Date: Tue, 15 Aug 2017 14:47:10 -0700 (PDT)
From: David Rientjes <rientjes@google.com>
To: Roman Gushchin <guro@fb.com>
cc: linux-mm@kvack.org, Michal Hocko <mhocko@kernel.org>,
        Vladimir Davydov <vdavydov.dev@gmail.com>,
        Johannes Weiner <hannes@cmpxchg.org>,
        Tetsuo Handa <penguin-kernel@i-love.sakura.ne.jp>,
        Tejun Heo <tj@kernel.org>, kernel-team@fb.com, cgroups@vger.kernel.org,
        linux-doc@vger.kernel.org, linux-kernel@vger.kernel.org
Subject: Re: [v5 2/4] mm, oom: cgroup-aware OOM killer
In-Reply-To: <20170815121558.GA15892@castle.dhcp.TheFacebook.com>
Message-ID: <alpine.DEB.2.10.1708151435290.104516@chino.kir.corp.google.com>
References: <20170814183213.12319-1-guro@fb.com> <20170814183213.12319-3-guro@fb.com> <alpine.DEB.2.10.1708141532300.63207@chino.kir.corp.google.com> <20170815121558.GA15892@castle.dhcp.TheFacebook.com>
User-Agent: Alpine 2.10 (DEB 1266 2009-07-14)
MIME-Version: 1.0
Content-Type: TEXT/PLAIN; charset=US-ASCII
Sender: linux-kernel-owner@vger.kernel.org
Content-Length: 3088
Lines: 61

On Tue, 15 Aug 2017, Roman Gushchin wrote:

> > I'm curious about the decision made in this conditional and how 
> > oom_kill_memcg_member() ignores task->signal->oom_score_adj.  It means 
> > that memory.oom_kill_all_tasks overrides /proc/pid/oom_score_adj if it 
> > should otherwise be disabled.
> > 
> > It's undocumented in the changelog, but I'm questioning whether it's the 
> > right decision.  Doesn't it make sense to kill all tasks that are not oom 
> > disabled, and allow the user to still protect certain processes by their 
> > /proc/pid/oom_score_adj setting?  Otherwise, there's no way to do that 
> > protection without a sibling memcg and its own reservation of memory.  I'm 
> > thinking about a process that governs jobs inside the memcg and if there 
> > is an oom kill, it wants to do logging and any cleanup necessary before 
> > exiting itself.  It seems like a powerful combination if coupled with oom 
> > notification.
> 
> Good question!
> I think, that an ability to override any oom_score_adj value and get all tasks
> killed is more important, than an ability to kill all processes with some
> exceptions.
> 

I'm disagreeing because getting all tasks killed is not necessarily 
something that only the kernel can do.  If all processes are oom disabled, 
that's a configuration issue done by sysadmin and the kernel should decide 
to kill the next largest memory cgroup or lower priority memory cgroup.  
It's not killing things like sshd that intentionally oom disable 
themselves.

You could argue that having an oom disabled process attached to these 
memcgs in the first place is also a configuration issue, but the problem 
is that in cgroup v2 with a restriction on processes only being attached 
at the leaf cgroups that there is no competition for memory in this case.  
I must assign memory resources to that sshd, or "Activity Manager" 
described by the cgroup v1 documentation, just to prevent it from being 
killed.

I think the latter of what you describe, killing all processes with some 
exceptions, is actually quite powerful.  I can guarantee that processes 
that set themselves to oom disabled are really oom disabled and I don't 
need to work around that in the cgroup hierarchy only because of this 
caveat.  I can also oom disable my Activity Manger that wants to wait on 
oom notification and collect the oom kill logs, raise notifications, and 
perhaps restart the process that it manages.

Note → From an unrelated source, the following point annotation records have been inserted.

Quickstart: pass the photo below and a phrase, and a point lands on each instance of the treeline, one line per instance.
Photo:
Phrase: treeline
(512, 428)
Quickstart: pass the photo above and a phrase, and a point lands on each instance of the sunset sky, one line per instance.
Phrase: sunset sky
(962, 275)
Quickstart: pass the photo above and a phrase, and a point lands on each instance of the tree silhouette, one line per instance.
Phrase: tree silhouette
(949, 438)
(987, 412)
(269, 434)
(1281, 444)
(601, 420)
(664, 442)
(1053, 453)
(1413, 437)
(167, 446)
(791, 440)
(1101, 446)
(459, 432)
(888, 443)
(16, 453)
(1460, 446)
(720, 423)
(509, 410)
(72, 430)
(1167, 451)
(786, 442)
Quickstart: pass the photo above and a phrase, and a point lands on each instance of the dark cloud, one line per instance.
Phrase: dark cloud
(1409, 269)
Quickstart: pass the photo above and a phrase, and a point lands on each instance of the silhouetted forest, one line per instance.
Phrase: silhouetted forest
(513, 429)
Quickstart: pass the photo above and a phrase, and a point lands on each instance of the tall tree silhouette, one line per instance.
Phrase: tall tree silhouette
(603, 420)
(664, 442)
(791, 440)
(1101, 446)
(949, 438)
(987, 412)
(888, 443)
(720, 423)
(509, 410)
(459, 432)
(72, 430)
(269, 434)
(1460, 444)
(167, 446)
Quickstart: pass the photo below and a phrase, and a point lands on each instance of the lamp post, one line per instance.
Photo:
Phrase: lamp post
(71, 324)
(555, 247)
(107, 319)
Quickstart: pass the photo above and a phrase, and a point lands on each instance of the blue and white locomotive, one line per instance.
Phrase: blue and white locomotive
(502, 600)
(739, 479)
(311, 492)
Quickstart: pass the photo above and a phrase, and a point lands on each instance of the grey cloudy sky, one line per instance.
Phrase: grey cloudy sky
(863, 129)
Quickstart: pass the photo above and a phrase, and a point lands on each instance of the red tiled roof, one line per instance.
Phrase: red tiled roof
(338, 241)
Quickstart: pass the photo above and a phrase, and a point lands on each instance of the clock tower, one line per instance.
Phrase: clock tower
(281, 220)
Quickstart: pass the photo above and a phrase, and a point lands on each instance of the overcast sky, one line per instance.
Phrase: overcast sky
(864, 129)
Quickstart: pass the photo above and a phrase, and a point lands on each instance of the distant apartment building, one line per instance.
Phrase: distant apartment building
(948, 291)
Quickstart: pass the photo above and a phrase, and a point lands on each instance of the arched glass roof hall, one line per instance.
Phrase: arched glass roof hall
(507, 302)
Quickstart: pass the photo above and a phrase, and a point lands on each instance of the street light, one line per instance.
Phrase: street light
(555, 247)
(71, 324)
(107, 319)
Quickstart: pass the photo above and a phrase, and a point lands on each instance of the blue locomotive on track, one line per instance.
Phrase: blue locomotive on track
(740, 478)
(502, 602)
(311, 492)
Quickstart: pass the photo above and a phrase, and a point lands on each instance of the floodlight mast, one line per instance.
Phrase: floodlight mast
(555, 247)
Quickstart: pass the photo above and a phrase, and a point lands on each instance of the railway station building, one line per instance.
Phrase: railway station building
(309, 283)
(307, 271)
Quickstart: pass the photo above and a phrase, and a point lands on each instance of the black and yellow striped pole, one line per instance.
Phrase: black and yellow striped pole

> In your example someone still needs to look after the remaining process,
> and kill it after some timeout, if it will not quit by itself, right?
> 

No, it can restart the process that was oom killed; or it can be sshd and 
I can still ssh into my machine.

> The special treatment of the -1000 value (without oom_kill_all_tasks)
> is required only to not to break the existing setups.
> 

I think as a general principle that allowing an oom disabled process to be 
oom killed is incorrect and if you really do want these to be killed, then 
(1) either your oom_score_adj is already wrong or (2) you can wait on oom 
notification and exit.